Anti-metric people in Australia offered their own estimates to show the public that switching to metric was simply out of the question, because it cost too much. In Metrication In Australia  it is related that:

Opponents of metrication sometimes claimed that its cost in Australia was $2 500 000 000. This amount was first suggested in 1973 and had not been amended by 1982. It was clearly an estimate not based on facts, and in view of the difficulty the Board had in obtaining reliable figures, it seemed highly unlikely that a less well equipped organization could have been more successful in this regard.

Even assuming, for a moment, this cost to be accurate, it represented $179 per person or $18 per person per year for ten years which was a small enough cost compared with the benefits which resulted from metric conversion.

Dear Abby Column from 1977 (click to enlarge)

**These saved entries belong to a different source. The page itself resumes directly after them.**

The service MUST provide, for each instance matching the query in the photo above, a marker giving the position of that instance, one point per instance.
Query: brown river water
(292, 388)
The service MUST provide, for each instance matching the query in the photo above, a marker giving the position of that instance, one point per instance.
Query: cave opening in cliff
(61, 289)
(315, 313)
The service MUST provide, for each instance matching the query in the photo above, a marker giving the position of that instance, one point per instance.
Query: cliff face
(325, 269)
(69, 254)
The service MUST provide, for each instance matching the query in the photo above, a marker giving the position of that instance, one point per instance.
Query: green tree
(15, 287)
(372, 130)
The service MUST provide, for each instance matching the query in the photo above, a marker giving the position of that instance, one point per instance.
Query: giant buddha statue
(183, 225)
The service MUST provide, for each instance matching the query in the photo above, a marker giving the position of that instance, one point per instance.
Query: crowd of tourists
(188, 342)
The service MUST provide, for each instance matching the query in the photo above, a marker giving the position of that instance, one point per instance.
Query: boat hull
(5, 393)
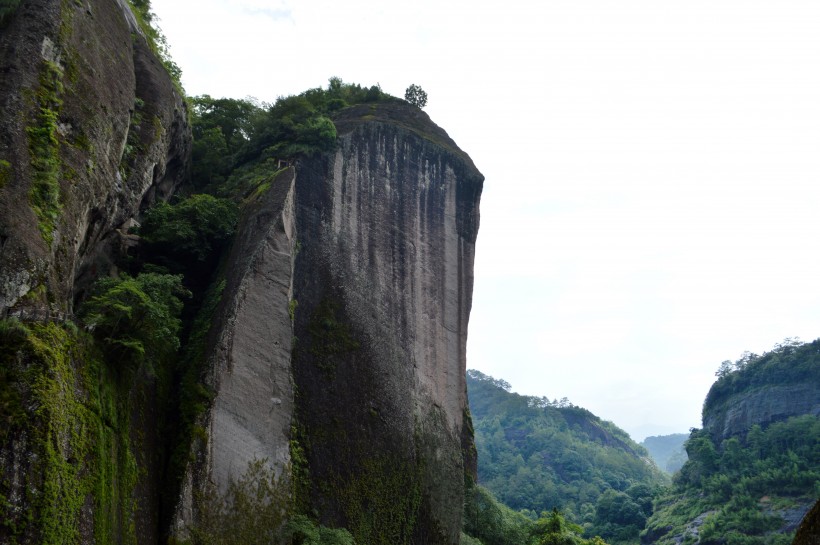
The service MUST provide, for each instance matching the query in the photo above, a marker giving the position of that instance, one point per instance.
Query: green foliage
(667, 450)
(416, 96)
(7, 10)
(221, 129)
(742, 481)
(380, 499)
(5, 172)
(304, 531)
(252, 511)
(190, 231)
(256, 510)
(44, 147)
(137, 319)
(74, 423)
(156, 39)
(535, 454)
(491, 522)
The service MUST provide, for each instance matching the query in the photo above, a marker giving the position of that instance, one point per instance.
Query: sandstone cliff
(762, 407)
(342, 332)
(770, 388)
(91, 128)
(338, 323)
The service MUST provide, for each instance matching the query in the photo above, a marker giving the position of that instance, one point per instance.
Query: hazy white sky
(652, 170)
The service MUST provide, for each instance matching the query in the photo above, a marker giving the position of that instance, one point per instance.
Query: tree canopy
(416, 96)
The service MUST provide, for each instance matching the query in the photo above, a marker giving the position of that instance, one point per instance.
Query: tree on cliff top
(416, 96)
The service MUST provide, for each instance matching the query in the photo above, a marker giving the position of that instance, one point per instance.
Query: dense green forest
(667, 451)
(752, 487)
(535, 455)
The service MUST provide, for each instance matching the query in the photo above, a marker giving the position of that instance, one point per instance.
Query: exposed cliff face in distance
(764, 389)
(536, 454)
(91, 127)
(667, 450)
(754, 468)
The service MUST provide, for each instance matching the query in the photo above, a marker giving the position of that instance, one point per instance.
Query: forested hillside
(754, 469)
(535, 455)
(667, 451)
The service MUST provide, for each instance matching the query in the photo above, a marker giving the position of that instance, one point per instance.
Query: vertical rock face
(775, 403)
(91, 126)
(387, 227)
(365, 262)
(251, 416)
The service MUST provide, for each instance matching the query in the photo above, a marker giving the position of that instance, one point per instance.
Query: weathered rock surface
(383, 249)
(384, 279)
(91, 127)
(809, 531)
(763, 406)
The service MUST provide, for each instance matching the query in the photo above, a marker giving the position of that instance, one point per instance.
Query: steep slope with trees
(667, 450)
(536, 454)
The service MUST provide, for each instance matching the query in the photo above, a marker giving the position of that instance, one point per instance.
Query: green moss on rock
(44, 147)
(64, 407)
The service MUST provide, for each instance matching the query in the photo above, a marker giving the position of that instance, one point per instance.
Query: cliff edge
(354, 274)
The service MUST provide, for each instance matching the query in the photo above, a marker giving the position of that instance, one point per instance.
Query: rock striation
(763, 406)
(369, 251)
(91, 129)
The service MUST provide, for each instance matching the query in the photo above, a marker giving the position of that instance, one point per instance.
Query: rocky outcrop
(809, 531)
(91, 128)
(380, 296)
(735, 415)
(384, 281)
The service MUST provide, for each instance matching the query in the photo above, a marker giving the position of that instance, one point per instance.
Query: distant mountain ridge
(667, 451)
(535, 455)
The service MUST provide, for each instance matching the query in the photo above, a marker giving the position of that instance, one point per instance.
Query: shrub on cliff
(190, 231)
(136, 318)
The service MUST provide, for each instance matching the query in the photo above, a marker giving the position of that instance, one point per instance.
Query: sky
(650, 207)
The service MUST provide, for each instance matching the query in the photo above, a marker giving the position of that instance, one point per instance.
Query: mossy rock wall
(73, 466)
(91, 128)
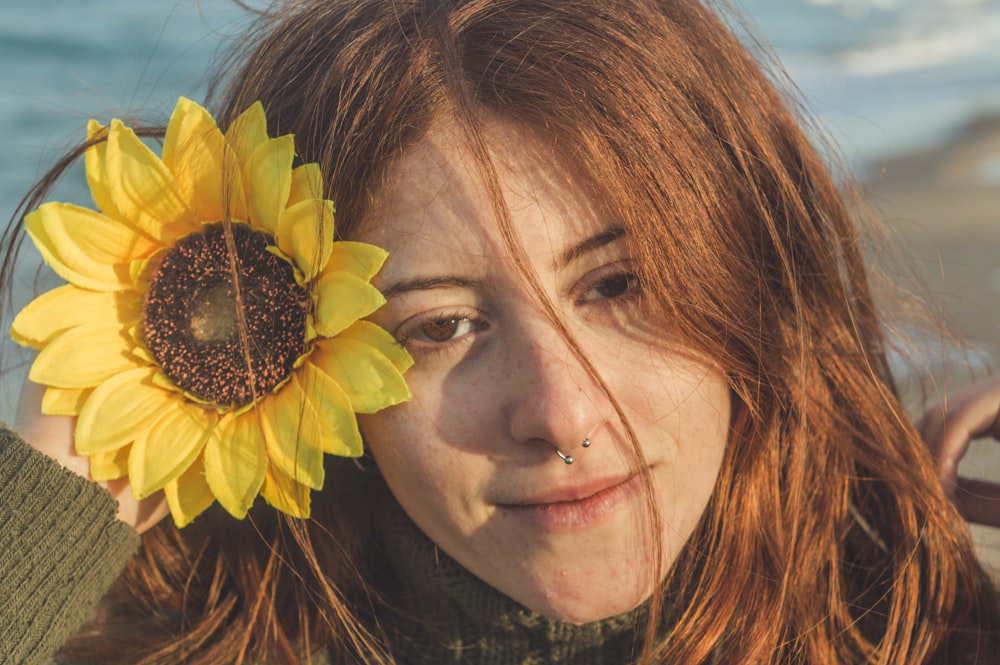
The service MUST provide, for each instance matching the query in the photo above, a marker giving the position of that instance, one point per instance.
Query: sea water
(881, 76)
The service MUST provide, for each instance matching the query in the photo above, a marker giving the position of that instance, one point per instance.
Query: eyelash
(408, 335)
(605, 277)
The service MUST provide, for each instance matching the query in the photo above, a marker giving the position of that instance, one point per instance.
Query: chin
(589, 602)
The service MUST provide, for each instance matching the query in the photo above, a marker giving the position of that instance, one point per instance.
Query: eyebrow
(426, 283)
(451, 281)
(592, 243)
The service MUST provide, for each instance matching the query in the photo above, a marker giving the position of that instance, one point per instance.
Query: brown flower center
(192, 318)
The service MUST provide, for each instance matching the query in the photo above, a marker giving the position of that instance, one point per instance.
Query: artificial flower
(181, 377)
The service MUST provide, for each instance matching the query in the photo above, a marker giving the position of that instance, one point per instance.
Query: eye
(438, 330)
(615, 285)
(443, 330)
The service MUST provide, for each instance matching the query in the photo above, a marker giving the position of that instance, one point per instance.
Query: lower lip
(574, 514)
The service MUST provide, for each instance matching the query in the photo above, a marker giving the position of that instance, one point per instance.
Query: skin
(949, 428)
(497, 388)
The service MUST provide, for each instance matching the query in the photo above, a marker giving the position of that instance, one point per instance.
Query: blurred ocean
(882, 76)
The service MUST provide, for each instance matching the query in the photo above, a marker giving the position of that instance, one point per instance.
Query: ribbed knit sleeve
(61, 548)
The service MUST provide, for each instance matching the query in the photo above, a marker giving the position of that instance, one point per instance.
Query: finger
(979, 501)
(51, 435)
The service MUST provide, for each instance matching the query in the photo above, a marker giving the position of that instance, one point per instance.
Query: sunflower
(210, 338)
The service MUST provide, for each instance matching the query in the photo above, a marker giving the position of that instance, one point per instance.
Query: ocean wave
(919, 47)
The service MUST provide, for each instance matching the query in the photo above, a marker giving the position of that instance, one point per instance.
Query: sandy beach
(944, 205)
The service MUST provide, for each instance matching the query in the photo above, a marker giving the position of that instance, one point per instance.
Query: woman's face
(497, 390)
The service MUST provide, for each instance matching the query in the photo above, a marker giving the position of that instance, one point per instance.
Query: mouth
(574, 507)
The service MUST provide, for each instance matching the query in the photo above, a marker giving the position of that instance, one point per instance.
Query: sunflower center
(192, 317)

So even using the numbers offered by the anti-metric people in Australia, which I suspect were, considering their view, hysterically padded, the costs for one-year for a metric conversion would have been $180 per person. This is a one time cost. In the US, just for construction alone, this would be amortized in one year, and from that point on  it would all be savings. In ten years each person in the US would save $2,250 – $180 (using the value produced from the out-of-the-rear-end anti-metric Australian estimate) or $2070. I still see anti-metric people in the US just state with authority on threads that “metric conversion would cost too much money” and believe the discussion is over. It is—if you are innumerate and truth depends on who makes a claim. Every time metrication has occurred in a rational manner, it has saved money for the country which has implemented metric. You can count on it.